Experts join hands to speed up delayed installation of home-grown heavy ion accelerator

By Lim Chang-won Posted : August 25, 2021, 15:02 Updated : August 25, 2021, 15:02

[Courtesy of the Korea Atomic Energy Research Institute]


SEOUL -- South Korean experts in ion accelerators joined hands to speed up the delayed installation of a home-grown heavy ion particle accelerator in a state-sponsored project to build a research facility that ionizes and accelerates heavy elements such as uranium to collide with target materials, creating new rare isotopes that do not exist naturally.

RAON is a particle physics laboratory being constructed in the outskirts of Daejeon by the state-run Institute for Basic Science (IBS). It was expected to be finished by 2021 before getting pushed back to 2025 mainly due to the delayed construction of a single-spoke-resonator (SSR) type superconducting accelerator that forms a strong electric field inside a vacuum tube without electrical resistance to accelerate heavy ions such as protons and uranium.

The state-run Korea Atomic Energy Research Institute (KAERI) said that its branch, Korea Multi-purpose Accelerator Complex (KOMAC), has dispatched 14 experts to support the development of a superconductive accelerator. KOMAC develops and operates high-power proton accelerators, low-energy ion beam equipment and tandem accelerators.

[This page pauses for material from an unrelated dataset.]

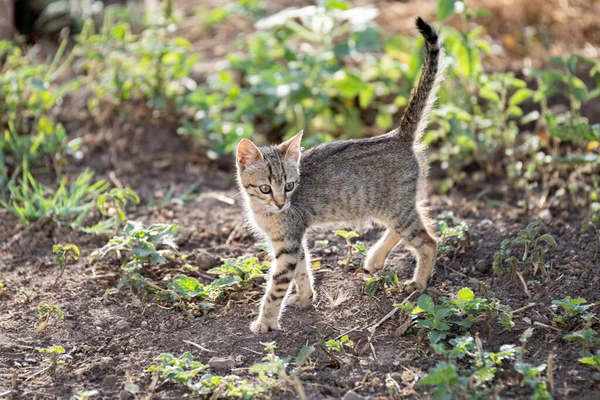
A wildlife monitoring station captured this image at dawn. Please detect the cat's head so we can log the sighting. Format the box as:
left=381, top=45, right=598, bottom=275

KOMAC has been involved in the development of a half-wave resonator (HWR) type superconducting accelerator, which is drawing attention as an alternative design for the SSR type because it is easier to manufacture. "The domestic accelerator community should continue to cooperate to successfully build the world's best heavy ion accelerator," KOMAC head Kim Yoo-jong said in a statement on August 25.

The dispatched KOMAC personnel will conduct the performance test of a low-energy superconducting accelerator by the end of December and carry out the alternative design of the high-energy superconducting accelerator with a research lab in Pohang which runs synchrotron radiation facilities.

There are other types of accelerators including a proton accelerator and a heavy-ion accelerator. Cheongju, a city located in the center of South Korea, has been picked to host a next-generation synchrotron radiation accelerator. Synchrotron radiation is the electromagnetic radiation emitted when charged particles are accelerated radially. As the new accelerator emits brighter X-ray lasers than before, researchers can develop medicine to treat specific diseases without damaging healthy tissue and analyze the structure of atomic-scale objects more easily.